Desson Howe of The Washington Post wrote a mixed review, writing that the film is "beautifully filmed and flashily edited", but that it "has nothing to offer". Vincent Canby of The New York Times, gave the film a negative review, writing, "there are times when the director doesn't even seem to know where to put the camera. Scenes unravel without dramatic point. No amount of breathless editing and fancy graphics can disguise the amateur nature of the enterprise". In The Philadelphia Inquirer, Roger E. Hernandez criticized the film for its portrayal of Cubans. Hernandez wrote: "The main problem here was the accents. The characters were supposed to be Cuban, but, with the exception of salsa star Celia Cruz, none sounded it". Kenneth Turan of the Los Angeles Times criticized Glimcher's direction, writing in his review, "...when it comes to directing dramatic sequences, he is on his own and lacking in resources to make what drama there is come to a coherent or meaningful point".

Desi Arnaz Jr. voiced his support of the film, stating that he and his sister Lucie Arnaz, "loved the story being told in this movie". Arnaz, Jr. said: "It is an amazing saga of people in search of the American dream.
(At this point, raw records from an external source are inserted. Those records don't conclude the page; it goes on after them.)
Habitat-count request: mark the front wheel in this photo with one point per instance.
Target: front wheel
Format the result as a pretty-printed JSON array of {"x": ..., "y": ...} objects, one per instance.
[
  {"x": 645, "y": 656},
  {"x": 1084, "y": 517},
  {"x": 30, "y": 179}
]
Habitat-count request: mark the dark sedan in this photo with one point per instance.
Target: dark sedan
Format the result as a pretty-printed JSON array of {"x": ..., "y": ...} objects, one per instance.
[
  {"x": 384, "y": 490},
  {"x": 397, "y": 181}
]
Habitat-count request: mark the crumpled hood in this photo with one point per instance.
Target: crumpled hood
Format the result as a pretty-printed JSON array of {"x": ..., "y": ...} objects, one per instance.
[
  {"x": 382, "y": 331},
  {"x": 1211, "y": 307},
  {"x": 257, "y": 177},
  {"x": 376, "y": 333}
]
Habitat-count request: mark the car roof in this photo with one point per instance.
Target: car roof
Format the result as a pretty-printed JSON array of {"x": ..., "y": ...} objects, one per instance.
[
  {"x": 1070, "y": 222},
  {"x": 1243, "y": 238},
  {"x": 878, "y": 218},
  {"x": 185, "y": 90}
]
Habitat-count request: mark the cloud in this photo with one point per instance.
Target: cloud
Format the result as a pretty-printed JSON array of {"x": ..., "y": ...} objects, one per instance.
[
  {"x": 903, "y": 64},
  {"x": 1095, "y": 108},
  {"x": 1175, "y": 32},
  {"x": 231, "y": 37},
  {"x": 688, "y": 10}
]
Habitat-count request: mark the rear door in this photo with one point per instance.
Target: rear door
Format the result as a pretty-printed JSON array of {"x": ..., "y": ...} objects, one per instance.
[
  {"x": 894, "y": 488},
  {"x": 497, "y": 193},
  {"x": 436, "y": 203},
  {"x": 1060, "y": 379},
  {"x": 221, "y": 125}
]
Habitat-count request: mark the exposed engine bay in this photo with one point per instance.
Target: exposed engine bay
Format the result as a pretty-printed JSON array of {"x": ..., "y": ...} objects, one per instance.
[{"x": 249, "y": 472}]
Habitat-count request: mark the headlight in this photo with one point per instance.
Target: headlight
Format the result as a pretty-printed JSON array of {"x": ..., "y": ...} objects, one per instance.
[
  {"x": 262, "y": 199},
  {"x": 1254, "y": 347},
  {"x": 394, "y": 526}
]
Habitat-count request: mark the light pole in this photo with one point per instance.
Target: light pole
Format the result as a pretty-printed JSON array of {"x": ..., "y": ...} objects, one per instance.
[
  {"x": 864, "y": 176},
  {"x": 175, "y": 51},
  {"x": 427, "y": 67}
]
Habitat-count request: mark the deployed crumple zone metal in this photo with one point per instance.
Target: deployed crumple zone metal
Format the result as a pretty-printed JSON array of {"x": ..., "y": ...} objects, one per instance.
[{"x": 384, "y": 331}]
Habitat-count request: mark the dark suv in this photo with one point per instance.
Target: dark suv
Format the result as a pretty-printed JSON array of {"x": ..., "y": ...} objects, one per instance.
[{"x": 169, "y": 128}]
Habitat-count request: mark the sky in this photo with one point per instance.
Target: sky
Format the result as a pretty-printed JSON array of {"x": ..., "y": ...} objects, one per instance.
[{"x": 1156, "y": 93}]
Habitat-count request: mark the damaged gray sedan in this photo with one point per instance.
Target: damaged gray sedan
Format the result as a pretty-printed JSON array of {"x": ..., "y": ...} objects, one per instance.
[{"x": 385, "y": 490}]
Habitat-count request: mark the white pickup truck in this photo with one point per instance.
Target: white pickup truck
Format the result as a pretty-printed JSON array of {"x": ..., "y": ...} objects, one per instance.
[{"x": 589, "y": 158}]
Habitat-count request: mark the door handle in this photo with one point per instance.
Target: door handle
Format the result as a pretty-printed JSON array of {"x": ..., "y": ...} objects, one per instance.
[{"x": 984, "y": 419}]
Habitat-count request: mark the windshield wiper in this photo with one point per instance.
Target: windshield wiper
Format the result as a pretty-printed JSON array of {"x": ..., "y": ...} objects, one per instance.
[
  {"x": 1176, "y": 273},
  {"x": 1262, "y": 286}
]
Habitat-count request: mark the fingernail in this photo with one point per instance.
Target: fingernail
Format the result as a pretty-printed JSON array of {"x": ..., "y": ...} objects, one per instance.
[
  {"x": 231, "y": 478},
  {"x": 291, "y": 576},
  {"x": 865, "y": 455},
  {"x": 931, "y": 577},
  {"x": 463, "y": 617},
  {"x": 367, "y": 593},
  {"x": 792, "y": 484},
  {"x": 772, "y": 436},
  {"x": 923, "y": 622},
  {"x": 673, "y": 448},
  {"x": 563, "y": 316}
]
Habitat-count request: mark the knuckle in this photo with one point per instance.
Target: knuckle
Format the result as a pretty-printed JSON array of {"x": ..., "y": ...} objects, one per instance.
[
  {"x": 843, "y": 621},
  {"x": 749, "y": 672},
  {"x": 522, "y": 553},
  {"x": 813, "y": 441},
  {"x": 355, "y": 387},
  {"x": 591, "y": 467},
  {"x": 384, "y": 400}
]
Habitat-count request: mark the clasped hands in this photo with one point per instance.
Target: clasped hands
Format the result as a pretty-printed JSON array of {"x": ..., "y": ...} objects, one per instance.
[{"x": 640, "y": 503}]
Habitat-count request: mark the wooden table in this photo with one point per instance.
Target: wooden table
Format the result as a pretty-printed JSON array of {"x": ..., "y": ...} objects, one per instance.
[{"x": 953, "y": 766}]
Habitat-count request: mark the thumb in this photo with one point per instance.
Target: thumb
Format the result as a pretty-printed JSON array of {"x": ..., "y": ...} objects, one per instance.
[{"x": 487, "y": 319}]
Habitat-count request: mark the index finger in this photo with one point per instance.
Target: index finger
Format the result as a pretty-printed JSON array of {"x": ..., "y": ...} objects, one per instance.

It is my father's story. It is the story of many people who came to this country with hopes and dreams". Tito Puente praised the film prior to its theatrical release: "I've seen the movie twice, and I loved it the second time. The first time I couldn't get into it. I was watching for too many details, I guess. But now I've seen it a second time, and I think it's great".

===Accolades===
The song "Beautiful Maria of My Soul" received a Best Original Song nomination at the 65th Academy Awards. It was also nominated at the 50th Golden Globe Awards for Best Original Song, and at the 35th Annual Grammy Awards for Best Song Written Specifically for a Motion Picture or for Television category. The film received a second Grammy nomination for Best Instrumental Composition Written for a Motion Picture or for Television for the song "Mambo Caliente" which was composed by Arturo Sandoval.

| Award | Category | Recipient(s) | Result |
| 35th Grammy Awards | Best Song Written Specifically for a Motion Picture or for Television | Arne Glimcher and Robert Kraft for "Beautiful Maria of My Soul" | Nominated |
| Best Instrumental Composition Written for a Motion Picture or for Television | Arturo Sandoval for "Mambo Caliente" | Nominated |
| 50th Golden Globe Awards | Best Original Song | Arne Glimcher and Robert Kraft for "Beautiful Maria of My Soul" | Nominated |
| 65th Academy Awards | Best Original Song | Arne Glimcher and Robert Kraft for "Beautiful Maria of My Soul" | Nominated |

==Stage play==
The Mambo Kings inspired a musical stage play of the same name in 2005. It was produced by Daryl Roth and Jordan Roth, with lyrics by Arne Glimcher and music by Carlos Franzetti. The Mambo Kings premiered at the Golden Gate Theatre in San Francisco, California, opening on May 31, 2005. The stage version featured Esai Morales and Jaime Camil as Cesar and Nestor Castillo, with supporting performers including Christiane Noll, David Alan Grier, Cote de Pablo, Albita and Justina Machado. The production cancelled plans to open on Broadway after a critically panned tryout engagement in San Francisco.